This is the literary weblog of Jeffrey W. Hull, M.D., a pediatrician. It is intended mainly as a place to maintain a collection of poetry created for the enjoyment of a few friends and as an archive for my family. All material is protected by US copyright.

Jeffrey Hull

Thursday, January 27, 2005

The man in the mirror ...

Reflections on, well, reflections.

Achilles



Achilles would not see old age nor wife,
His sea-nymph mother Thetis had foretold;
The choice was storied glory or long life,
And fame was far more dear than growing old.
Undying life, to be forever free
Of earthly bonds of body, time and space:
To break those ties and live in memory,
A tale three thousand years could not efface.

But mortal I obediently stand
Before this cold-eyed mirror every day
And note how little worked out as I planned,
And idly note my body's slow decay.
But if Achilles lived, he lived not so—
And I've got this to do, and there to go.


© 2005 Jeffrey Hull

1 Comments:

So much is made of the man in the mirror one tends to forget the mirror in the man.
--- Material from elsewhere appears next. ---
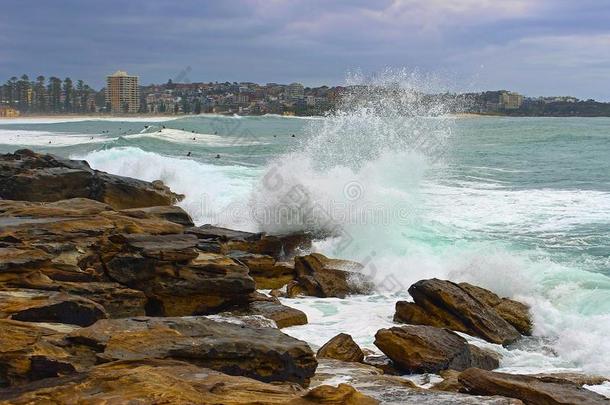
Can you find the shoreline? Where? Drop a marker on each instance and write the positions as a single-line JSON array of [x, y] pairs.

On a clear day, they say, one can see forever. A certain immortality in that. The cosmos ponders its expanse as it can. One of those methods involves human consciousness.

Immortal glory or a long life? I say that those times when we grasp some of the rich vastness of 'it all', immortal glory is ours.

Achilles heel was not his tendon but his mortality. THe su8n's glory is not its long life but its passing brilliance.